The answer should be obvious. The first Adam should have done what the second Adam did do, which was take responsibility for something he did not personally do. Adam should have gone straight to the Lord and said something like, “There is a grievous sin in my family. We have failed to keep your word. I know that You told me that death would be the certain result of eating that fruit, and so I am asking you to take me. Spare my wife, and take me instead.”

We do not know what would have happened had Adam done this thing, but I think we do know that it would have been glorious.

But he did not do it, and he, by abdicating his responsibility for his wife, and choosing rather to share in the fault with his wife, plunged the world into darkness and despair. In addition to this, he provided the paradigm juke move for all his future sons to use as needed: “the woman thou gavest me” (Gen. 3:20).

All About Jesus:

Our problem is that we have no trouble understanding all this when Jesus offers it to us, and then we pretend to get completely bewildered by it when God calls us to imitate what we have received. We love it when someone takes responsibility for us, but we really struggle taking imitative responsibility for others.

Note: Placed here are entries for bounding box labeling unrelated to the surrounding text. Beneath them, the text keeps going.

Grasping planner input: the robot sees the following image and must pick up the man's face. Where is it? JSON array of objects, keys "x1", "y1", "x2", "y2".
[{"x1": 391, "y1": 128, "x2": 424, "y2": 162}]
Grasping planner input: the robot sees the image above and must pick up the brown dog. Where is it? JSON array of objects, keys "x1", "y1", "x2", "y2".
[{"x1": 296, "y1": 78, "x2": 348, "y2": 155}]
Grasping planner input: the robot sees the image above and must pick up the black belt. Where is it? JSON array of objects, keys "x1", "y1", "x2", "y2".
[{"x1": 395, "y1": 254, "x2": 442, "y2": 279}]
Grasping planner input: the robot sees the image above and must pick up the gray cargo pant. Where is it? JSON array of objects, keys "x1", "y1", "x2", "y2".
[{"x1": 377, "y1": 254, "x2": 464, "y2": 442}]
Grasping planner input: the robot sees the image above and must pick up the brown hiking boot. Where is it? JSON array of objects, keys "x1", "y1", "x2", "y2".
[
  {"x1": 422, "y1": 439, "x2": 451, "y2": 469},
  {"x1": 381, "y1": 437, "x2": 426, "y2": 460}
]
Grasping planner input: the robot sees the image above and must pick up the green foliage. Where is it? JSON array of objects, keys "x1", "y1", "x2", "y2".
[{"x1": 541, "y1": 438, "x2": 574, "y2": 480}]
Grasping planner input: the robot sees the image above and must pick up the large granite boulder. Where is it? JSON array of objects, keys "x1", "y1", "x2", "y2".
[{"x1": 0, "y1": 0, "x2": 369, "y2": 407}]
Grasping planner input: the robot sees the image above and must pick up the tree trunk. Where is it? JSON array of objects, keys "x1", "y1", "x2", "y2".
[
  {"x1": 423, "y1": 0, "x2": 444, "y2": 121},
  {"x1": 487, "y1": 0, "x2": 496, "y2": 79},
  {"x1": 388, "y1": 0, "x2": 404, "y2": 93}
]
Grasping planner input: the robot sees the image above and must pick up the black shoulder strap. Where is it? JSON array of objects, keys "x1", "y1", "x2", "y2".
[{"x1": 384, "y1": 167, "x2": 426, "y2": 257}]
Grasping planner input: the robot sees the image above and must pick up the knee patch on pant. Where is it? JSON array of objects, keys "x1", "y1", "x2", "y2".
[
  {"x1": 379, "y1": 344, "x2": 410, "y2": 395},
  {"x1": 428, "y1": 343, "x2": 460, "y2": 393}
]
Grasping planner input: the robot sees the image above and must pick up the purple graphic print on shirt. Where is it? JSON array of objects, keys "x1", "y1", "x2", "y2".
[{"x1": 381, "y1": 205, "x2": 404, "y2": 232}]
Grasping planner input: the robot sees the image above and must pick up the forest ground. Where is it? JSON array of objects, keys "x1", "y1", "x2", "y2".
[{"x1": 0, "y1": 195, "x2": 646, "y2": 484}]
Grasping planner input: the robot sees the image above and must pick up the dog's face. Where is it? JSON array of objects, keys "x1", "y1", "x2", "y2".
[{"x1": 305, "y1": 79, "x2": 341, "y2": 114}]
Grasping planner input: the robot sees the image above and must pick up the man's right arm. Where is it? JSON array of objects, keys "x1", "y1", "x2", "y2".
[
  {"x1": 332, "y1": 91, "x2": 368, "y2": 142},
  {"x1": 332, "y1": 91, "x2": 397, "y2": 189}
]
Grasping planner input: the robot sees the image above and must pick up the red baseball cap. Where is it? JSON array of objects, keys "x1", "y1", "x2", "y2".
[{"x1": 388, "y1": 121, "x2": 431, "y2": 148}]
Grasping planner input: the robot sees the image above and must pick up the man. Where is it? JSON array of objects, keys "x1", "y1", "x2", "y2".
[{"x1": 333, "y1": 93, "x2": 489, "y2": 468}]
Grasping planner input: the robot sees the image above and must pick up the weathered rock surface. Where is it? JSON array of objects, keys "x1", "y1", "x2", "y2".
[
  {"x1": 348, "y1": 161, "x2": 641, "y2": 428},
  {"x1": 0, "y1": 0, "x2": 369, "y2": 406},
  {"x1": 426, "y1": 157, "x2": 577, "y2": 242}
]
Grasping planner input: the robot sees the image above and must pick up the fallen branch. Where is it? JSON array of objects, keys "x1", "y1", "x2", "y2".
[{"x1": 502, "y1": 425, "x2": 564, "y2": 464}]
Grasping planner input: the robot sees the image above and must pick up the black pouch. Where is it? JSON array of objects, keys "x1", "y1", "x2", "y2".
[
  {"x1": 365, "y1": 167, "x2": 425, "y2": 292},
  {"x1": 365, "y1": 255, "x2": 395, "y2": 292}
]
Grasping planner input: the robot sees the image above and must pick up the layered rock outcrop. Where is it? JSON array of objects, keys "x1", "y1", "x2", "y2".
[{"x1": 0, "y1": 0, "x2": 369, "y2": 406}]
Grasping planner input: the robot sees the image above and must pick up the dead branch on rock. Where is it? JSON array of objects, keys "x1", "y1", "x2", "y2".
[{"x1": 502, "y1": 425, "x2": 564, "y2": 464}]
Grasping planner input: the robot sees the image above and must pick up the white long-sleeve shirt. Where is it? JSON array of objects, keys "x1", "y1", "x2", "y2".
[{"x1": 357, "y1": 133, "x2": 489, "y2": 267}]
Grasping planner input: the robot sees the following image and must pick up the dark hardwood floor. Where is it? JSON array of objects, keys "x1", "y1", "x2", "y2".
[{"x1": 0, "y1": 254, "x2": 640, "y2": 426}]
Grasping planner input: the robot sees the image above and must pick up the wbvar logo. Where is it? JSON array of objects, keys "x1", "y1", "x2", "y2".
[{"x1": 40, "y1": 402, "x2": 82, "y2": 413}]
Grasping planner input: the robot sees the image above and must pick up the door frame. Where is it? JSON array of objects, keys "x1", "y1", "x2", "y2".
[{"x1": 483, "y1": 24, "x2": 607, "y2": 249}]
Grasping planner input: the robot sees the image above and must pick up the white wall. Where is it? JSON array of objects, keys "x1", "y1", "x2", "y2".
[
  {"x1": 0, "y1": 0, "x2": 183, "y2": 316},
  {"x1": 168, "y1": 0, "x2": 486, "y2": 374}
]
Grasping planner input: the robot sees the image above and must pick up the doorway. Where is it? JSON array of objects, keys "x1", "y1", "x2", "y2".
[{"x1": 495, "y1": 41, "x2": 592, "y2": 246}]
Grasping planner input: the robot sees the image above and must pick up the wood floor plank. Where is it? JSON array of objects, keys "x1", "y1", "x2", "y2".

“Husbands, love your wives, even as Christ also loved the church, and gave himself for it” (Eph. 5:25).

Now husband cannot duplicate the substitutionary, vicarious, federal death of Christ on the cross for the sins of His people. Let me say that again. Husbands cannot be a federal head at the same level that Adam was, or that the last Adam is, in the same way. But what we cannot achieve completely, we are nevertheless commanded to imitate.

“So ought men to love their wives as their own bodies. He that loveth his wife loveth himself” (Eph. 5:28).

Christ is the head of the church, and He took full and complete responsibility for the sins of all His people. When Christ died on the cross that was not a moment where God was somehow deluded into thinking that Christ had somehow sinned. Christ never sinned, even on the cross. Even in His cry of dereliction, He was still quoting Scripture, was still addressing God as “my God,” and was still clinging to the promise that is found in the conclusion of the psalm He was quoting. Christ never stopped trusting God. He was never a sinner.

And yet . . .

“For he hath made him to be sin for us, who knew no sin; that we might be made the righteousness of God in him” (2 Cor. 5:21).

That is what husbands are called to imitate. A masculine husband is one who is constantly mortifying his impulse to evade responsibility, and who has gladly assumed the task of learning how to say, “Take me instead.”